La tecnica di criolipolisi è una terapia non invasiva, che consente la riduzione del tessuto adiposo impiegando il freddo. La criolipolisi si esegue usando una speciale apparecchiatura che consente di agire su aree specifiche del corpo e controlla il meccanismo di raffreddamento cellulare per attivare la lipolisi.  Nelle settimane successive al trattamento, le porzioni di tessuto adiposo progressivamente vengono eliminate per via fisiologica (sistema linfatico, canale gastroenterico e via epatica) e lo spessore del pannicolo adiposo si riduce. La procedura di criolipolisi non è dolorosa e consente di riprendere immediatamente le attività quotidiane.

“Crio” proviene dal termine greco “kryos” che significa “ghiaccio” e richiama il meccanismo d’azione della procedura. La stessa si basa su un semplice principio termico, secondo il quale il grasso viene distrutto e ridotto se “congelato”.

In questa maniera, le cellule adipose che si trovano nel pannicolo adiposo, essendo sensibili al raffreddamento, subiscono un processo di cristallizzazione, a cui segue una lisi spontanea, lenta e graduale.

La morte delle cellule adipose “danneggiate” dallo stress ipotermico provoca processi infiammatori, la “digestione” del tessuto adiposo apoptosico e la liberazione dei lipidi. Questi vengono trasportati dal sistema linfatico per essere eliminati, come avviene ai grassi derivanti dal cibo.

La terapia è particolarmente indicata per le adiposità localizzate e risulta adatta per il rimodellamento corporeo.

 

Risultati della criolipolisi

I risultati della terapia iniziano ad essere valutabili dopo un periodo di 14 – 21 giorni dalla seduta. In funzione dello spessore iniziale del pannicolo adiposo trattato, la riduzione media attesa è tra i 3 e i 15 mm.

A livello addominale si ottiene mediamente una riduzione apprezzabile della circonferenza di circa 2 centimetri.
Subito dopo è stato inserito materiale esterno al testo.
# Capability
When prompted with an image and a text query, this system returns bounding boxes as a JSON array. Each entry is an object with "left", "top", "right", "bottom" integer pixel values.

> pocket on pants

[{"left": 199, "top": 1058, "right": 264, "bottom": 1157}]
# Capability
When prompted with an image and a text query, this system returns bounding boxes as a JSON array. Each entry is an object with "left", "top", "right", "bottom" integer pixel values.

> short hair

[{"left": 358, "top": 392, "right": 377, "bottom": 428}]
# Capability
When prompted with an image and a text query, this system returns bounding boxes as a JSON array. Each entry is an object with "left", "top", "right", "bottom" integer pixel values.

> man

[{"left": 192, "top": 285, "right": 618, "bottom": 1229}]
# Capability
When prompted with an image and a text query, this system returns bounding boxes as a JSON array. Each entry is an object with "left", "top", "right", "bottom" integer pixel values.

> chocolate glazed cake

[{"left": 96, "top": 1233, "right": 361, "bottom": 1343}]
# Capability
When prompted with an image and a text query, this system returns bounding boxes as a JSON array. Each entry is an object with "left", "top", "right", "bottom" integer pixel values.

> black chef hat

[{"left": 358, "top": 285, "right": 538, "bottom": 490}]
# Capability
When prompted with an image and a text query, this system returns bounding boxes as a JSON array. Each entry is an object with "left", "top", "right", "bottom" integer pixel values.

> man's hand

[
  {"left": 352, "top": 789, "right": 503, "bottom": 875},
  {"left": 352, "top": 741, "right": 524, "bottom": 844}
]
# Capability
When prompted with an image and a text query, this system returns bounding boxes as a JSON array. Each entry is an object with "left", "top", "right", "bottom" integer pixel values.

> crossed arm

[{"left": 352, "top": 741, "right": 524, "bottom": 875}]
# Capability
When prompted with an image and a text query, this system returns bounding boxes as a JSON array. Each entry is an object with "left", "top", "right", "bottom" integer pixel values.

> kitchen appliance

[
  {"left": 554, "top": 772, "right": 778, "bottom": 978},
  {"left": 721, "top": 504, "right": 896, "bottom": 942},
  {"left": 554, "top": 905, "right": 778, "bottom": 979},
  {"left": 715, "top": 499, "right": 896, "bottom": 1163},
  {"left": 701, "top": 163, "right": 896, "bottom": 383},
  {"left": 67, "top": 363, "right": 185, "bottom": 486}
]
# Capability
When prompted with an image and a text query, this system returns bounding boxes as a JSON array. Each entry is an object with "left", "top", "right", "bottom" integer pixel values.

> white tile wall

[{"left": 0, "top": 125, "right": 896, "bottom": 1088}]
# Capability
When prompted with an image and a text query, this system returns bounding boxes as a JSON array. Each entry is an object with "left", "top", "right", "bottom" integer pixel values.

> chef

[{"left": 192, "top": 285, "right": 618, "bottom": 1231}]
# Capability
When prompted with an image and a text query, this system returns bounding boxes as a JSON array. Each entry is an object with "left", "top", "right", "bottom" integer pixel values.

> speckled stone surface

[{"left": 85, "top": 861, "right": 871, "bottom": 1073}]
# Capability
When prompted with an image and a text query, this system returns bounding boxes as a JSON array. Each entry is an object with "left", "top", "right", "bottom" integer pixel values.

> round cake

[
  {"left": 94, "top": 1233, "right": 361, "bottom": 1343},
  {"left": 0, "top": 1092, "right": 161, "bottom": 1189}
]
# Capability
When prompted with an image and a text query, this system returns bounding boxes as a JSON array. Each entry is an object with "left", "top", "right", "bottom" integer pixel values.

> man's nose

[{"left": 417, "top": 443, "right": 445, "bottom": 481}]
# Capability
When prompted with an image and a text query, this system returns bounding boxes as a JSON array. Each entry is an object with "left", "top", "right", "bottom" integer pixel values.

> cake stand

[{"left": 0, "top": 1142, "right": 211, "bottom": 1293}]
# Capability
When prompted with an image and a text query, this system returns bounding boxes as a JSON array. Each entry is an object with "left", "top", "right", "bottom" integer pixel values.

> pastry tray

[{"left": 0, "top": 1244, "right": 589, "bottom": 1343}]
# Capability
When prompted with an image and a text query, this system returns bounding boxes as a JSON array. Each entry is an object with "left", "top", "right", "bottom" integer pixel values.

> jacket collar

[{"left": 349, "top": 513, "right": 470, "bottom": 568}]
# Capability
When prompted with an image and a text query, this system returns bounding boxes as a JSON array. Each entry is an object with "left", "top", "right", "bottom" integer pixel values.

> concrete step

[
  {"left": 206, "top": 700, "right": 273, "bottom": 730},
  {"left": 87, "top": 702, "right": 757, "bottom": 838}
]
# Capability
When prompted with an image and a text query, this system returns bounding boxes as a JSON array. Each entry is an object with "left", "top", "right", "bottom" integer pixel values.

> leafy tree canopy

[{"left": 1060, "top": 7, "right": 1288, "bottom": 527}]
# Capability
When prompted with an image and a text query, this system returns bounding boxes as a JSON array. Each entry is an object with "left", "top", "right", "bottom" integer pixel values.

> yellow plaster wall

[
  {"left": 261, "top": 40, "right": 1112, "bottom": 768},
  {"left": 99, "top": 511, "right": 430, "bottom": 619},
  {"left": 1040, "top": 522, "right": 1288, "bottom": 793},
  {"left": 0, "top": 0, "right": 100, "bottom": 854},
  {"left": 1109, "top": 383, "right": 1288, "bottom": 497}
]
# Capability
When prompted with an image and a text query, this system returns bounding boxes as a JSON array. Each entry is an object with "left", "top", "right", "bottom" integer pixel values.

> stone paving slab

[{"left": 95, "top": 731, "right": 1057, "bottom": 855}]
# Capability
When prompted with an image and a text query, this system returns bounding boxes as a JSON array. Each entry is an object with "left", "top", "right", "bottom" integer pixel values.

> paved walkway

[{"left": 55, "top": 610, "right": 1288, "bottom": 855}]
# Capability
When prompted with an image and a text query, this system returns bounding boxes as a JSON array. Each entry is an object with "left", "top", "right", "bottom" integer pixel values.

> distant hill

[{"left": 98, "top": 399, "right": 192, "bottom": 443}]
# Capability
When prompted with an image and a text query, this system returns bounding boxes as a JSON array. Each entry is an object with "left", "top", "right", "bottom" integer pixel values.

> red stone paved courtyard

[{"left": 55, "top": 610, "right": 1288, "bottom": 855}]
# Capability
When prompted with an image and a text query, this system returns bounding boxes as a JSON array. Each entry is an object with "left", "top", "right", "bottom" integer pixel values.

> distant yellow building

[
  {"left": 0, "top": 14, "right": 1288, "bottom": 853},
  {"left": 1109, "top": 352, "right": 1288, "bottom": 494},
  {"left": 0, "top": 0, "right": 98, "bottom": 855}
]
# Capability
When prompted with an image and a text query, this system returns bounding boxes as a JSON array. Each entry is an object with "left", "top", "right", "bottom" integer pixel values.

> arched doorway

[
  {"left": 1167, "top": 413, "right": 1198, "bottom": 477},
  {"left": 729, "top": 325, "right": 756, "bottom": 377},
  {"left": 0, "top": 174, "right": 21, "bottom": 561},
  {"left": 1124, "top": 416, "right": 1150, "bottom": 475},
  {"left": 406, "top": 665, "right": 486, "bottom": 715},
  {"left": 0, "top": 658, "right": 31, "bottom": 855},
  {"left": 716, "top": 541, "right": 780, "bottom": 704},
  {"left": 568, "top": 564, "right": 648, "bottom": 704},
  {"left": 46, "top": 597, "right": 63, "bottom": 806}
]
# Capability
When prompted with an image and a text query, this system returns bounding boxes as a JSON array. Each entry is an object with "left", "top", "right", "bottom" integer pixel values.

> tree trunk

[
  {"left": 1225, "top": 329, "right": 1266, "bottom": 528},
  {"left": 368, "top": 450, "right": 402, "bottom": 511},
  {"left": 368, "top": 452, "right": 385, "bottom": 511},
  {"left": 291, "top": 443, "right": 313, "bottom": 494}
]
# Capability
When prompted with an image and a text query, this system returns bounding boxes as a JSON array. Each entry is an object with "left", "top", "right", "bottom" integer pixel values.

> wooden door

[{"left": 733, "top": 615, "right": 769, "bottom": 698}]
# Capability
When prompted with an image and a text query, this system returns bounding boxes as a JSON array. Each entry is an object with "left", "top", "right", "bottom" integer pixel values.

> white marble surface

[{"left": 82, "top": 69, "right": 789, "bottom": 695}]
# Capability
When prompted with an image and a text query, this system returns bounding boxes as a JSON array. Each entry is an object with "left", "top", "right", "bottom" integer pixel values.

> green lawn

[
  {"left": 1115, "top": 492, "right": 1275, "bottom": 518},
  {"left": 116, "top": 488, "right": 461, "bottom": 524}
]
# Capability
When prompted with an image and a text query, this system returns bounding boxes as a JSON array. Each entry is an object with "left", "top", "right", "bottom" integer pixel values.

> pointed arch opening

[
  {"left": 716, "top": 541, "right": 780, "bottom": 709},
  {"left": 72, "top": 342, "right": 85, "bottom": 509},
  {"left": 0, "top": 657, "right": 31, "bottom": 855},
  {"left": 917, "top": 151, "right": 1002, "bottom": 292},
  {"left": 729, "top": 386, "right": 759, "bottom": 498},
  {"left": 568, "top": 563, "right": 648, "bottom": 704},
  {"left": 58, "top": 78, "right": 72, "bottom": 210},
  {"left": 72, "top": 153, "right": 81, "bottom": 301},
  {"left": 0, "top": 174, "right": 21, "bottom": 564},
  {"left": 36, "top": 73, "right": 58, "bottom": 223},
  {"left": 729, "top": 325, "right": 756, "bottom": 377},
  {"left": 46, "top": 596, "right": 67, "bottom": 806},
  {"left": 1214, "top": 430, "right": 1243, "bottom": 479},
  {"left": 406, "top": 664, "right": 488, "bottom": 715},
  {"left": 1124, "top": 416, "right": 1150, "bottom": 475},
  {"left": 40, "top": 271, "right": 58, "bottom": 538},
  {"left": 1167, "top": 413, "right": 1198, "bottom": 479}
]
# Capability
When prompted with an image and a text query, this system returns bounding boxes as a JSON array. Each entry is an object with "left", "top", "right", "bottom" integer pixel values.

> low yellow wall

Ogni paziente ovviamente ottiene un risultato diverso ma in generale si è osservato che ogni seduta di criolipolisi riduce il volume adiposo di circa un quarto. I risultati dopo la prima seduta sono già evidenti, ma se il paziente desidera ulteriormente ridurre il volume adiposo si potrà eseguire una seconda seduta a distanza di almeno 60 giorni.

Deve comunque essere chiaro che i risultati ottenuti saranno conservati solo se il paziente seguirà uno stile di vita sano e attento al bilancio calorico. Se invece l’assunzione di calorie supera quelle consumate, si verificherà l’aumento progressivo dei depositi adiposi. Tale meccanismo è comune all’intervento di liposuzione che aspira chirurgicamente le cellule adipose.